Although his father was a butcher, Granger grew up in a home without any food culture.
"Food was not a part of our personal vocabulary, it wasn't important. We never sat down as a family to eat, my brother and I. My mother was a vegetarian which sounds funny but food was very much a source of friction."
And if the sun-drenched, bare-foot, beachfront life presented on the television and in books is . . . bar a bit of TV magic . . . an approximation of his reality now, life wasn't not always this way. Diagnosed as bipolar at the age of seven, his mother was in and out of psychiatric hospitals right throughout his childhood. "I just reached a point where I said I want to take control of my life and do it as I want to do it." It's what he's done with food. "I think food gives great pleasure, and you remember the joy factor of food and what it can bring to your life.
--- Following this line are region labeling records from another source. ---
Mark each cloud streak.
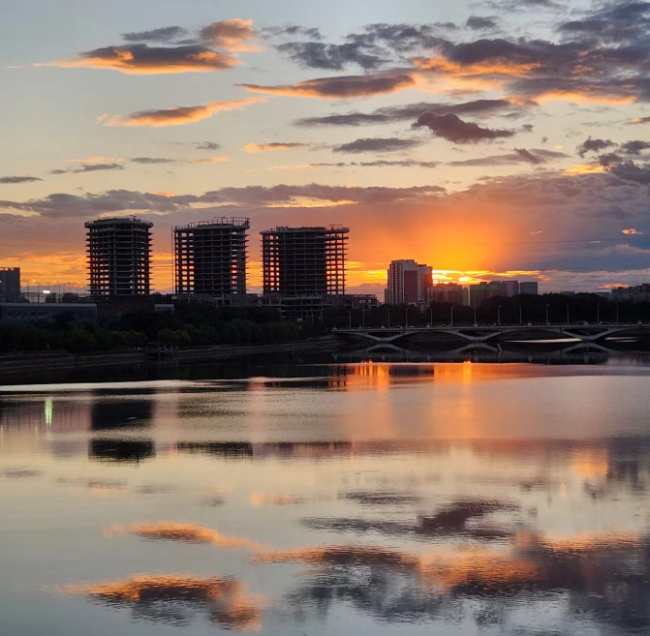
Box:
[244,141,311,154]
[0,176,43,184]
[240,72,416,99]
[413,111,515,144]
[332,137,422,154]
[96,97,264,128]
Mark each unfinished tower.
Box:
[86,217,153,298]
[174,217,250,298]
[262,226,350,296]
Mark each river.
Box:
[0,358,650,636]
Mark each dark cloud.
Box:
[122,26,187,42]
[294,99,534,127]
[619,140,650,155]
[0,183,445,218]
[276,159,438,169]
[339,490,422,506]
[240,72,415,99]
[558,0,650,43]
[196,141,221,150]
[302,499,519,541]
[261,25,323,40]
[64,574,261,631]
[576,137,616,157]
[0,176,43,184]
[483,0,567,11]
[413,111,515,144]
[47,44,239,75]
[129,157,176,164]
[97,97,262,128]
[598,152,623,168]
[277,42,386,71]
[465,15,498,31]
[200,18,254,51]
[609,161,650,185]
[332,137,422,154]
[50,163,124,174]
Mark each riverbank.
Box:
[0,336,340,382]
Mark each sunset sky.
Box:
[0,0,650,293]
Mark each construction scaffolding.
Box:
[261,226,350,296]
[173,217,250,297]
[85,217,153,298]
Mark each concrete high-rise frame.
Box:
[173,217,250,298]
[261,226,350,296]
[85,217,153,298]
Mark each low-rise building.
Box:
[0,303,97,324]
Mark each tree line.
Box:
[0,304,304,354]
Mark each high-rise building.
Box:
[86,217,153,298]
[429,283,465,305]
[385,259,433,305]
[503,280,519,298]
[174,217,250,299]
[261,226,350,297]
[519,281,539,296]
[0,267,21,303]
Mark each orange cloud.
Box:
[43,44,239,75]
[101,97,264,128]
[58,574,261,631]
[104,521,266,551]
[250,492,303,506]
[244,141,311,154]
[192,157,230,164]
[201,18,258,51]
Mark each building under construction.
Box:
[262,226,350,318]
[86,217,153,298]
[174,217,250,303]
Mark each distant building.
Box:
[469,282,490,307]
[519,281,539,296]
[86,217,153,299]
[612,283,650,302]
[261,226,350,296]
[173,217,250,304]
[503,280,519,298]
[261,225,350,320]
[0,303,97,324]
[429,283,465,305]
[385,260,433,306]
[0,267,21,303]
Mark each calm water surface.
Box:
[0,362,650,636]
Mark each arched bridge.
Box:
[333,324,650,343]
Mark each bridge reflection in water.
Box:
[333,323,650,343]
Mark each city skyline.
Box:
[0,0,650,297]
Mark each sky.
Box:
[0,0,650,295]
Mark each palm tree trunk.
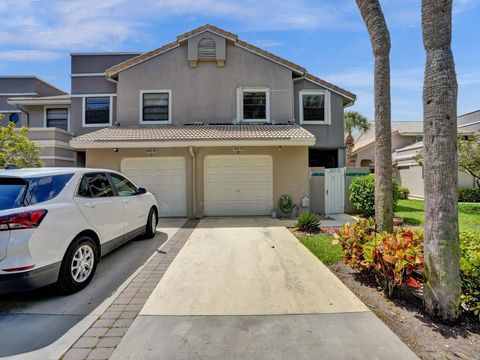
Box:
[357,0,393,232]
[422,0,461,322]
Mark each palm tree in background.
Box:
[356,0,393,232]
[343,111,370,165]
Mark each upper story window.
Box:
[45,108,68,131]
[238,88,270,122]
[140,90,172,124]
[83,96,112,127]
[299,90,331,125]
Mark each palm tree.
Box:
[343,111,370,165]
[422,0,461,322]
[356,0,393,232]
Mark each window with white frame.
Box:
[84,96,111,126]
[45,108,68,131]
[299,90,331,124]
[140,90,171,124]
[239,88,270,122]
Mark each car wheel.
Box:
[57,235,99,294]
[143,208,158,239]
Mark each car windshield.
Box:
[0,174,73,210]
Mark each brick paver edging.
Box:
[61,220,199,360]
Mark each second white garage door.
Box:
[204,155,273,216]
[121,156,187,217]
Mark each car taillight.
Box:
[0,209,47,231]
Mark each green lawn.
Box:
[298,234,342,265]
[395,200,480,233]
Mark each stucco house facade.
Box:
[4,25,355,217]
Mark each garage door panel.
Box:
[204,155,273,216]
[121,156,187,217]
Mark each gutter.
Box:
[188,146,199,219]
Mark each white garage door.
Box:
[121,156,187,217]
[204,155,273,216]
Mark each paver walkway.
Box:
[111,218,417,360]
[62,220,198,360]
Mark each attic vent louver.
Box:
[198,38,217,60]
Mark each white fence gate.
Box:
[325,168,345,214]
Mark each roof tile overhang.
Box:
[7,95,71,105]
[70,124,315,149]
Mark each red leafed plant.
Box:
[335,219,424,298]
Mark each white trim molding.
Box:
[138,89,172,125]
[298,89,332,125]
[237,87,270,123]
[43,105,70,132]
[82,94,113,128]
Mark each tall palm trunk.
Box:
[357,0,393,232]
[422,0,461,322]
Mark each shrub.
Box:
[295,212,320,234]
[348,174,399,216]
[335,219,424,297]
[458,188,480,202]
[460,231,480,320]
[398,186,410,200]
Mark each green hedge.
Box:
[458,188,480,202]
[348,174,400,216]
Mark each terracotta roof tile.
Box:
[69,124,315,143]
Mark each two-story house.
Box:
[5,25,355,217]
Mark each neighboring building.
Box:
[392,110,480,198]
[349,121,423,170]
[3,25,355,217]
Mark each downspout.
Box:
[188,146,198,218]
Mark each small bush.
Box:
[348,174,399,216]
[458,188,480,202]
[295,212,320,234]
[335,219,424,297]
[460,231,480,320]
[398,186,410,200]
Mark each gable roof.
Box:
[105,24,356,103]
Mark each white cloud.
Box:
[0,50,65,62]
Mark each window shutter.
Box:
[198,38,217,60]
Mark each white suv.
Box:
[0,168,158,293]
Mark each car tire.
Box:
[143,207,158,239]
[57,235,99,294]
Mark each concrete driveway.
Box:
[0,219,186,359]
[111,218,416,359]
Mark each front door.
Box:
[325,168,345,214]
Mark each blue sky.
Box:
[0,0,480,121]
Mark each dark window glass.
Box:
[308,148,338,168]
[0,177,27,210]
[143,93,170,121]
[110,173,138,196]
[47,109,68,130]
[243,91,267,120]
[85,97,110,124]
[78,173,113,197]
[8,113,20,124]
[0,174,73,210]
[303,94,325,121]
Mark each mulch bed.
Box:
[329,263,480,359]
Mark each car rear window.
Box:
[0,174,73,210]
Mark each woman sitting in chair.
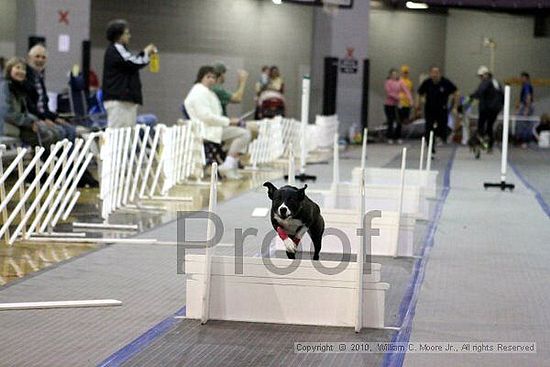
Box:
[184,66,251,179]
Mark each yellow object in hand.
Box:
[149,52,160,73]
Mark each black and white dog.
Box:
[264,182,325,260]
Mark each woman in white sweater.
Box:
[187,66,251,179]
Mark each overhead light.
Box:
[405,1,428,9]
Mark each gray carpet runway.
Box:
[0,143,550,366]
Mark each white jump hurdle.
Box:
[309,134,429,219]
[282,148,420,257]
[0,133,100,245]
[185,165,389,331]
[352,132,439,198]
[85,121,204,230]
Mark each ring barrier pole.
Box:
[201,162,218,325]
[483,85,515,191]
[426,130,434,172]
[418,136,426,171]
[393,148,407,258]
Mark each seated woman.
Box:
[0,57,99,187]
[187,66,251,179]
[0,57,62,149]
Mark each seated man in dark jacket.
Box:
[25,44,76,143]
[0,57,62,149]
[103,19,157,127]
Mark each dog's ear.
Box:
[264,181,277,200]
[298,184,307,200]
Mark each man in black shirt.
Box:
[470,66,504,153]
[415,66,459,153]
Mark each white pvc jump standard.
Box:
[185,164,389,331]
[0,133,100,245]
[483,85,515,191]
[352,132,439,201]
[282,148,416,257]
[309,134,429,223]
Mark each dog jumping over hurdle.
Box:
[264,181,325,260]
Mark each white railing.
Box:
[96,121,204,225]
[0,133,101,245]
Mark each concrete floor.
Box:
[0,142,550,366]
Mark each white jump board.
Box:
[0,299,122,311]
[351,167,439,198]
[185,255,389,328]
[274,208,415,256]
[326,182,430,219]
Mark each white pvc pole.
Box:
[148,129,167,197]
[17,148,27,234]
[62,191,80,221]
[201,162,218,324]
[0,145,28,185]
[122,125,141,205]
[355,168,369,333]
[300,76,311,174]
[0,149,44,217]
[361,128,369,169]
[393,148,407,257]
[500,85,510,182]
[130,126,151,201]
[0,145,10,242]
[112,128,126,210]
[288,143,296,186]
[426,130,434,172]
[139,125,162,198]
[332,134,340,190]
[36,139,84,232]
[0,142,65,244]
[418,136,426,171]
[117,127,132,207]
[15,143,78,242]
[52,153,94,226]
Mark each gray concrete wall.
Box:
[445,10,550,115]
[310,1,370,136]
[368,9,446,127]
[91,0,314,124]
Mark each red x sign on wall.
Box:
[57,10,69,25]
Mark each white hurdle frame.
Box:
[247,116,285,171]
[0,133,101,246]
[83,121,199,231]
[185,164,389,331]
[201,162,218,325]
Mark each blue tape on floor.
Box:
[382,147,457,367]
[98,306,185,367]
[508,163,550,218]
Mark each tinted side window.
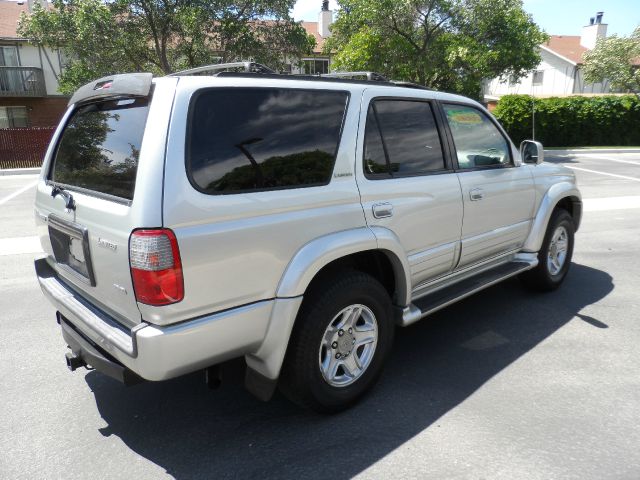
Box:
[443,104,511,168]
[364,100,445,178]
[51,100,149,200]
[186,88,348,194]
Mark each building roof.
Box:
[302,22,324,53]
[544,35,589,64]
[0,0,29,39]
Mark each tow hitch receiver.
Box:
[64,352,87,372]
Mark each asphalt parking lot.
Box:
[0,152,640,479]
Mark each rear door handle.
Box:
[469,188,484,202]
[372,203,393,218]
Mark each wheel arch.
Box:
[245,227,411,381]
[522,182,582,252]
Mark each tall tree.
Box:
[325,0,546,97]
[583,27,640,93]
[19,0,315,93]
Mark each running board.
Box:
[400,258,538,327]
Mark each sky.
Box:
[293,0,640,35]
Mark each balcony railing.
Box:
[0,66,47,97]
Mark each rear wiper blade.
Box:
[51,185,76,210]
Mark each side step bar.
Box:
[400,259,538,327]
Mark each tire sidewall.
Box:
[538,210,575,285]
[304,279,394,410]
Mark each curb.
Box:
[544,148,640,155]
[0,168,40,177]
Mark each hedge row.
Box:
[493,95,640,147]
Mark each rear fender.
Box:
[245,227,410,380]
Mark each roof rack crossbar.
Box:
[320,72,389,82]
[168,61,276,77]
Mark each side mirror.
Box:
[520,140,544,165]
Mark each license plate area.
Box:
[47,215,96,287]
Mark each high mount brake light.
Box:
[129,228,184,306]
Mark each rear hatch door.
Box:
[36,79,177,327]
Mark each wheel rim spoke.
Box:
[547,225,569,275]
[319,304,378,387]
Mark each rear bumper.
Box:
[35,258,275,380]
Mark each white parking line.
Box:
[0,178,38,205]
[564,165,640,182]
[582,195,640,212]
[0,236,42,256]
[580,154,640,165]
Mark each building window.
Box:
[0,107,29,128]
[533,70,544,85]
[303,58,329,75]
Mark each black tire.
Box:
[520,208,575,292]
[279,270,395,413]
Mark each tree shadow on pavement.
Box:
[86,264,614,479]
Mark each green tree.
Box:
[583,27,640,93]
[325,0,546,98]
[19,0,315,93]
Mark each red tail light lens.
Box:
[129,228,184,306]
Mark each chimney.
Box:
[580,12,607,50]
[318,0,333,38]
[27,0,47,12]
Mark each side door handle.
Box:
[469,188,484,202]
[371,203,393,218]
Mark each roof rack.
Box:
[168,61,430,90]
[167,62,276,77]
[320,72,389,82]
[390,80,433,90]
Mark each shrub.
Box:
[493,95,640,147]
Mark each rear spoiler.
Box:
[68,73,153,106]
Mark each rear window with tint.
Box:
[186,88,348,194]
[51,99,149,200]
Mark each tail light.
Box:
[129,228,184,306]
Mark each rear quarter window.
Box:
[49,99,149,200]
[186,88,349,194]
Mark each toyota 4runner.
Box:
[35,63,582,411]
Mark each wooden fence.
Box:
[0,127,55,169]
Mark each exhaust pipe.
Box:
[64,352,87,372]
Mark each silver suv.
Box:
[35,65,582,411]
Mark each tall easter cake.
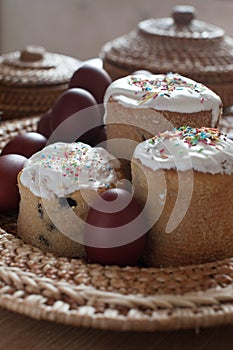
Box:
[104,73,222,175]
[132,126,233,266]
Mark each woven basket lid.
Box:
[100,6,233,105]
[0,46,81,119]
[0,46,80,87]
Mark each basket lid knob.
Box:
[19,46,45,62]
[172,5,196,25]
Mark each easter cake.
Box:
[132,127,233,266]
[17,142,124,257]
[104,73,222,175]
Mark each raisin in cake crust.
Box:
[17,142,124,257]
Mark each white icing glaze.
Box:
[133,127,233,174]
[20,142,120,198]
[104,73,222,127]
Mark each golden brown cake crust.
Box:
[17,163,125,258]
[132,159,233,266]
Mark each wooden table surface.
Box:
[0,309,233,350]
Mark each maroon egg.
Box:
[1,132,47,158]
[37,109,51,139]
[84,188,146,266]
[131,69,153,75]
[69,64,112,104]
[50,88,103,146]
[0,154,27,212]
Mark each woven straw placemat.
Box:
[0,118,233,331]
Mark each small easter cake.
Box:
[17,142,124,257]
[132,126,233,266]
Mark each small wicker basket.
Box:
[100,6,233,107]
[0,46,81,119]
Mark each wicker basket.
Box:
[100,6,233,107]
[0,118,233,331]
[0,46,81,119]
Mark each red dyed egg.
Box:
[1,132,47,158]
[69,64,112,104]
[84,188,146,266]
[50,88,102,146]
[37,109,51,139]
[0,154,27,212]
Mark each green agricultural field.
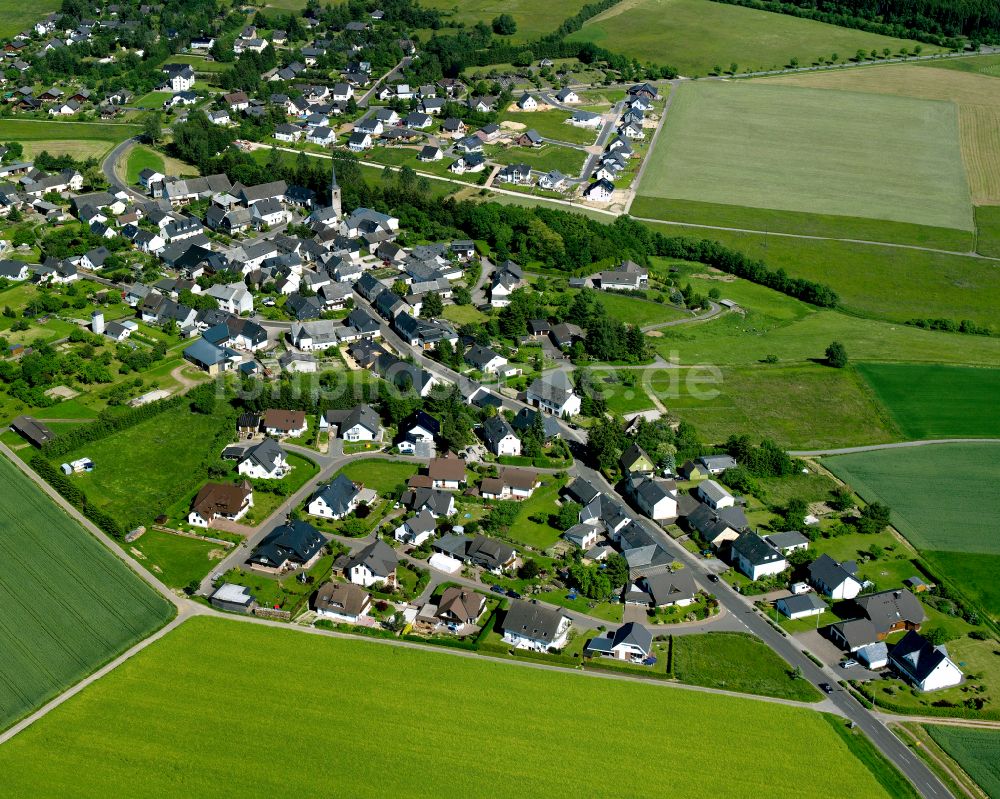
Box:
[503,108,597,144]
[649,364,898,449]
[629,197,973,252]
[340,458,420,496]
[673,633,820,702]
[644,219,1000,328]
[0,618,894,799]
[418,0,585,42]
[824,443,1000,618]
[0,119,141,143]
[0,0,60,39]
[130,530,227,588]
[125,146,163,186]
[638,82,973,230]
[858,363,1000,439]
[56,406,229,528]
[924,724,1000,796]
[568,0,936,77]
[0,458,172,729]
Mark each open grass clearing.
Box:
[130,530,227,588]
[568,0,938,77]
[650,364,898,449]
[0,458,172,729]
[858,364,1000,440]
[125,145,163,186]
[629,196,973,252]
[416,0,585,42]
[640,219,1000,328]
[766,62,1000,206]
[0,618,891,799]
[639,82,973,230]
[673,633,820,702]
[56,405,229,528]
[924,724,1000,796]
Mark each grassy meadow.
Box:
[858,364,1000,438]
[638,82,973,230]
[0,618,904,799]
[0,458,172,729]
[766,64,1000,203]
[56,406,228,527]
[568,0,936,77]
[924,724,1000,796]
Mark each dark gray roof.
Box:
[503,599,565,644]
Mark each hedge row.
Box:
[31,454,125,538]
[42,394,187,457]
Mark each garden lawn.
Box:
[673,633,820,702]
[126,145,163,186]
[858,363,1000,439]
[55,406,229,528]
[824,443,1000,618]
[572,0,937,77]
[924,724,1000,796]
[638,82,973,230]
[340,459,420,497]
[130,530,227,588]
[0,458,173,732]
[0,618,891,799]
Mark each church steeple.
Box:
[330,158,343,219]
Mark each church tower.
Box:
[330,159,343,219]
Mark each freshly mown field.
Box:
[340,459,420,496]
[824,443,1000,618]
[0,119,140,143]
[924,724,1000,796]
[638,82,973,230]
[0,458,172,732]
[56,406,227,528]
[130,530,226,588]
[673,633,820,702]
[858,363,1000,440]
[0,0,60,39]
[568,0,936,77]
[629,197,978,252]
[418,0,585,42]
[125,146,163,186]
[650,223,1000,328]
[766,61,1000,205]
[0,618,892,799]
[650,364,898,449]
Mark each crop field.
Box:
[766,61,1000,203]
[62,406,232,527]
[673,633,820,702]
[0,119,140,142]
[824,443,1000,618]
[858,364,1000,438]
[418,0,585,42]
[0,0,60,39]
[0,618,890,799]
[638,82,973,230]
[650,219,1000,328]
[924,724,1000,796]
[0,458,171,729]
[568,0,936,77]
[629,197,973,252]
[125,146,163,186]
[652,364,898,449]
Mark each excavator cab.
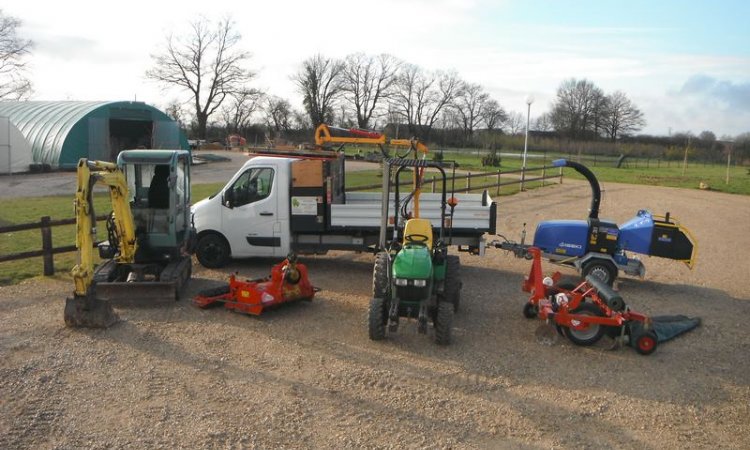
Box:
[117,150,191,262]
[65,150,195,327]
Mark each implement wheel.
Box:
[562,303,604,346]
[445,255,463,312]
[368,297,388,341]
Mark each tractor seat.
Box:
[404,219,432,248]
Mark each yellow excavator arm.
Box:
[72,158,138,296]
[315,123,428,154]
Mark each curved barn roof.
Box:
[0,101,185,167]
[0,101,110,161]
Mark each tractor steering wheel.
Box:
[405,233,430,244]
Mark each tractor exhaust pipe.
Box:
[552,159,602,219]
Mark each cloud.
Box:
[677,75,750,113]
You've got to do it three times a day and eating well and really enjoying it . . . not just sitting down in front of the TV or throwing a sandwich on the desk but actually making every meal have importance and meaning, it can still be quick but it's important to your general enjoyment of life. That's what I try to do and I can sometimes be annoyingly chirpy and smiley so I try and tone it down! But it is just my attitude to it and I enjoy myself."
But what exactly is his aversion to punctuation? "I never really thought about it . . . I just wrote it and I just liked the way it looked. I was that age and it was a fashion thing, it was as superficial as that. It's gotten to the stage where I couldn't put 'bill' in lower case without an apostrophe on a book again so I've become BILL GRANGER in capitals."
BAKED EGGS WITH SPINACH AND PARMESAN
"There's an intimacy about breakfast that I think can't be recaptured in even the most expensive restaurant dinner" Serves 4 1 tbsp olive oil 200g (7 oz) baby spinach leaves Sea salt Freshly ground black pepper 8 eggs 4 tbsp cream 4 tbsp grated parmesan To serve: toast Preheat the oven to 2000C (gas 6).
Lightly grease four 9cm ramekins and place them on a baking tray.
Heat a saucepan or frying pan over medium heat. Add the oil to the pan, then add the spinach and season with salt and pepper. Cook until the leaves are just softened. Drain the spinach in a colander and, as soon as it's cool enough to handle, squeeze out excess liquid. Spoon the spinach into the ramekins and break two eggs into each ramekin on top of the spinach. Pour 1 tablespoon of cream over the eggs and sprinkle with 1 tablespoon of parmesan. Bake for 15 minutes or until the eggs are set and puffed up. Season and serve immediately with toast.